Le renoncement aux apparats de la vie présente et le mépris du prestige

vendredi 6 février 2004

Les Soufis et les Sheikhs refusèrent les postes gouvernementaux et les cadeaux - terres, territoires féodaux, libéralités et rations - que leur proposaient les rois et les princes. Ils s’en abstinrent en permanence. Ils édifièrent ainsi un phare monumental du contentement, de l’ascétisme, de l’abandon confiant à Dieu, de la dignité et de l’honneur, grâce auquel la générosité, l’énergie, l’ambition et la fermeté sur la voie de la vérité vécurent au sein de la société indienne. Ils préservèrent l’honneur de l’humanité et protégèrent sa dignité dans ce marché noir où les êtres et les âmes sont vendus, comme des marchandises - un marché où l’on entend parfois des appels de vente et où l’on trouve même des surenchères.

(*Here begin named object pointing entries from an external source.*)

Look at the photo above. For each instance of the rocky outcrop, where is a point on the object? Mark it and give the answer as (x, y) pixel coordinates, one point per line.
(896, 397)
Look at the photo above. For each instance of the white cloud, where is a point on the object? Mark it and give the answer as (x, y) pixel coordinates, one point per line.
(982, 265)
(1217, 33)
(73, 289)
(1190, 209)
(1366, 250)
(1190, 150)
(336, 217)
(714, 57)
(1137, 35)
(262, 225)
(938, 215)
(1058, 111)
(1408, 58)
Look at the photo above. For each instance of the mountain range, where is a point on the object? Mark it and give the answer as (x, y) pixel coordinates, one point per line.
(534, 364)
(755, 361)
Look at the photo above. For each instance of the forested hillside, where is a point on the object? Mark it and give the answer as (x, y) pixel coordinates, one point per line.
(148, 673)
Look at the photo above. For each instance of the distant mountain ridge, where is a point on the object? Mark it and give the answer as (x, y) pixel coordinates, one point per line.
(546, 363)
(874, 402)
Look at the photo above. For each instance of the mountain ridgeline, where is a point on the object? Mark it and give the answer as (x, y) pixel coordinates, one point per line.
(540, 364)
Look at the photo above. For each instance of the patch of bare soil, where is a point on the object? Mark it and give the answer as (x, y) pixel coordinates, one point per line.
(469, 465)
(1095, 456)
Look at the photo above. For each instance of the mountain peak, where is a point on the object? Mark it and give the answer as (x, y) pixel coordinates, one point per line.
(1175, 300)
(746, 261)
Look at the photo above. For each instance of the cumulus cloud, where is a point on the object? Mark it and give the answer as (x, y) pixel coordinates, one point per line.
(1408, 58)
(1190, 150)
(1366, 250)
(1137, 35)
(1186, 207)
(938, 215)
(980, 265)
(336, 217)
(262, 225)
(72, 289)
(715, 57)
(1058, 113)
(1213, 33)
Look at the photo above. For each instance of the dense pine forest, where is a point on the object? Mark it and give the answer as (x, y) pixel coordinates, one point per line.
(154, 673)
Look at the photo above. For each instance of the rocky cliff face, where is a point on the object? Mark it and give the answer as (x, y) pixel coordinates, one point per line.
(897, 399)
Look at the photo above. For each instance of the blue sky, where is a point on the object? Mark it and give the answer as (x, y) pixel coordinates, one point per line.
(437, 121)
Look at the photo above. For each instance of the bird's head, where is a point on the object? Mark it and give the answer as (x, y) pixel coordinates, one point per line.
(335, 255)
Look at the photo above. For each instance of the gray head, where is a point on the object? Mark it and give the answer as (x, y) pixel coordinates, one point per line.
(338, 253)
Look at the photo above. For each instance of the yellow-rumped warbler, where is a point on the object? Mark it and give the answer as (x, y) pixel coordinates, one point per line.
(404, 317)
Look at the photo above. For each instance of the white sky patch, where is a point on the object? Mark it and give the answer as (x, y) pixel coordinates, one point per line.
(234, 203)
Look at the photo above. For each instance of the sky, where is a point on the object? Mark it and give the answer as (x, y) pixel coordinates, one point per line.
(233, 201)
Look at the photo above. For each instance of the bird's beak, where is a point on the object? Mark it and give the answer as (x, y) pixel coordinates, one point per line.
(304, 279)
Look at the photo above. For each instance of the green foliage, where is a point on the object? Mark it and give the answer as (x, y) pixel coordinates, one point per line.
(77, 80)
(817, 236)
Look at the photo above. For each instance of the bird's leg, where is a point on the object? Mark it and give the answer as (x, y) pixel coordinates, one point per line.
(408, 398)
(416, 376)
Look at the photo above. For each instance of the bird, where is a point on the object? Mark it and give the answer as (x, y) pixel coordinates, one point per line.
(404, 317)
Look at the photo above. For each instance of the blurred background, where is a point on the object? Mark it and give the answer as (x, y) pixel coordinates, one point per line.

Leur devise, en toute situation et en permanence, fut ce que le poète écrivit en langue persane : « Je ne troquerais point ma modeste cape et mes vêtements usés contre les étendards des rois. Je n’accepte pas de quitter ma pauvreté pour le royaume de Salomon. Ce trésor que j’ai trouvé dans mon coeur, par l’effort assidu, je ne l’échangerais guère contre le confort, l’aisance et le luxe des rois. »

De magnifiques exemples d’ascétisme, de contentement, de dignité, d’honneur, d’ambition et d’altruisme foisonnent dans l’histoire du Tasawwuf en Inde. Chaque tarîqah [1] soufie dans ce pays ne manque pas de ces exemples.

Nous présentons ici quelques illustrations des treizième et quatorzième siècles, une ère où l’attachement aux biens matériels eut une emprise sur l’Inde.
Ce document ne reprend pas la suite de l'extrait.